Na scenę wkracza Trump, który w wyborach prezydenckich w 2024 r. prowadził kampanię prokryptowalutową, mimo że sam kiedyś był sceptykiem, twierdząc, że kryptowaluty to „ katastrofa czekająca na zaistnienie ” już w 2021 r.
Jednym z pierwszych działań Trumpa po inauguracji było powołanie federalnej grupy roboczej ds. kryptowalut, której przewodniczył David Sacks, prezydencki ekspert ds. sztucznej inteligencji i kryptowalut. Grupa ta opublikowała w środę 160-stronicowy raport ze szczegółowymi rekomendacjami politycznymi.

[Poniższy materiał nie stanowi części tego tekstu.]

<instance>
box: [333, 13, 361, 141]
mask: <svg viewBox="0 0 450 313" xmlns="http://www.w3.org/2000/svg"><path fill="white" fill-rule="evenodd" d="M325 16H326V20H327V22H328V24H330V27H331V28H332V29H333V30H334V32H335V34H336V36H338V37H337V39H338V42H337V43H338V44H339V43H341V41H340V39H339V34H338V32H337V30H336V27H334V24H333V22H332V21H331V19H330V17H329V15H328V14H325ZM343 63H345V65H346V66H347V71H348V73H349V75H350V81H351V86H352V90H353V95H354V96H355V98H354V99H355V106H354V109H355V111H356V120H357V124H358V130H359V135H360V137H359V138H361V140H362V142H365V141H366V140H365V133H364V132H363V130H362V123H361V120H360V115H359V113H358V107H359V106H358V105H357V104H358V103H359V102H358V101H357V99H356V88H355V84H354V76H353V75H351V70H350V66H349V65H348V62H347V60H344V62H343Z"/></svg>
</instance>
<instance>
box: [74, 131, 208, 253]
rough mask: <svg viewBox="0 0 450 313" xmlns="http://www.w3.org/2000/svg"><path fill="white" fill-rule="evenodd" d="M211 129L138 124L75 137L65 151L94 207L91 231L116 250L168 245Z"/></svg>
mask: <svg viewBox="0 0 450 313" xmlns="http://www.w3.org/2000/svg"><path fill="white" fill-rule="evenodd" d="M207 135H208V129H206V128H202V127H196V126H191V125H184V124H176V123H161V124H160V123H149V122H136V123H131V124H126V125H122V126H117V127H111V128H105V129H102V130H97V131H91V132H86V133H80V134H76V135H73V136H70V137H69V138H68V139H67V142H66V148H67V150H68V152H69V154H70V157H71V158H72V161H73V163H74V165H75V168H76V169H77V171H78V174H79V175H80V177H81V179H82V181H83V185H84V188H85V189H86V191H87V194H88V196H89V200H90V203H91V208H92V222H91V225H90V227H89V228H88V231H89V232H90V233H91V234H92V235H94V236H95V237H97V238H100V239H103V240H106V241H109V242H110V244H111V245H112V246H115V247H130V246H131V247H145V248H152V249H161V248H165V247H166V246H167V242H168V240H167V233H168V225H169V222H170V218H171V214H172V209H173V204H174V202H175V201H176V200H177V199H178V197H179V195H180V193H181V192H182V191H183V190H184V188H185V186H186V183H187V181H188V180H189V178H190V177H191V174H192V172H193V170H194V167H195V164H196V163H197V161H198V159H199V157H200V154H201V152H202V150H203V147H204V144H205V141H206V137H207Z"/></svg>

Trump niedawno podpisał także ustawę Genius Act , która ustanawia pierwsze federalne ramy regulacyjne dla stablecoinów, czyli rodzaju kryptowaluty, która ma charakteryzować się mniejszą zmiennością niż tradycyjne formy, dzięki powiązaniu jej z dolarem amerykańskim.
Ustawa Genius Act okazała się ogromnym sukcesem dla branży kryptowalut, umożliwiając bankom, spółdzielniom kredytowym i innym instytucjom emisję stablecoinów.
Chociaż Komisja Papierów Wartościowych i Giełd (SEC) Atkinsa i administracja Trumpa jako całość zapowiadają erę regulacji kryptowalut z pewnymi zabezpieczeniami dla konsumentów, to jednak plan działania wydaje się minimalizować biurokrację. Zamiast tego nacisk kładziony jest głównie na legitymizację technologii on-chain w systemie finansowym.
I to najwyraźniej działa: ogromna liczba dużych firm spieszy się z eksploracją projektów blockchain. W czwartek JP Morgan ogłosił współpracę z Coinbase, aby umożliwić klientom kupowanie kryptowalut za pomocą kart kredytowych Chase, a prezes Bank of America, Brian Moynihan, powiedział na początku miesiąca, że bank planuje wprowadzenie stablecoina.
Mętne wodyEntuzjaści kryptowalut zachwalają ich zdolność do usprawnienia procesów finansowych poprzez wyeliminowanie pośredników i twierdzą, że umożliwiają one każdemu na całym świecie dostęp do kont finansowych. Chwalą również prywatność i anonimowość, jakie zapewniają.
Ale to oczywiście ma swoje wady.
Krytycy postrzegają kryptowaluty jako zagrożenie dla systemu finansowego: te same mechanizmy, które kryptowaluty wykorzystują do usprawnienia i zwiększenia dostępności usług finansowych, mogą być również wykorzystywane do prania pieniędzy, unikania sankcji i oszustw . Według FBI, Amerykanie stracili ponad 3,9 miliarda dolarów w wyniku około 150 000 oszustw związanych z kryptowalutami tylko w 2024 roku.
Kryptowaluty są również znane ze swojej zmienności, podatności na krachy i są przedmiotem wielu kontrowersji, szczególnie od czasu skandalu Sama Bankmana i Frieda .
Sceptycy kryptowalut w Kongresie wskazują również, że regulacyjne działania administracji Trumpa mające na celu legitymizację pomijają jeden rażący problem: konflikt interesów samego Trumpa .
Rodzina Trumpów zarządza kilkoma projektami kryptowalutowymi, od platformy bankowości kryptowalutowej World Liberty Financial, która oferuje stabilną monetę o nazwie USD1, po imperium memcoinów i firmę zajmującą się wydobyciem bitcoinów, współzałożoną przez Erica Trumpa.
Nie tylko rodzina Trumpa, ale i całe rozkwitające imperium kryptowalutowe jego gabinetu jest postrzegane przez wielu krytyków jako zacieranie się granic między osobistymi interesami biznesowymi a oficjalną polityką. Dotychczasowe działania regulacyjne można uznać za działania nastawione na zysk.
„Trump wykorzystuje urząd prezydenta, by wzbogacić się na kryptowalutach i robi to na oczach wszystkich” – powiedziała w zeszłym tygodniu w wywiadzie dla „Vanity Fair” senator Elizabeth Warren, jedna z największych krytyczek Trumpa w tej sprawie.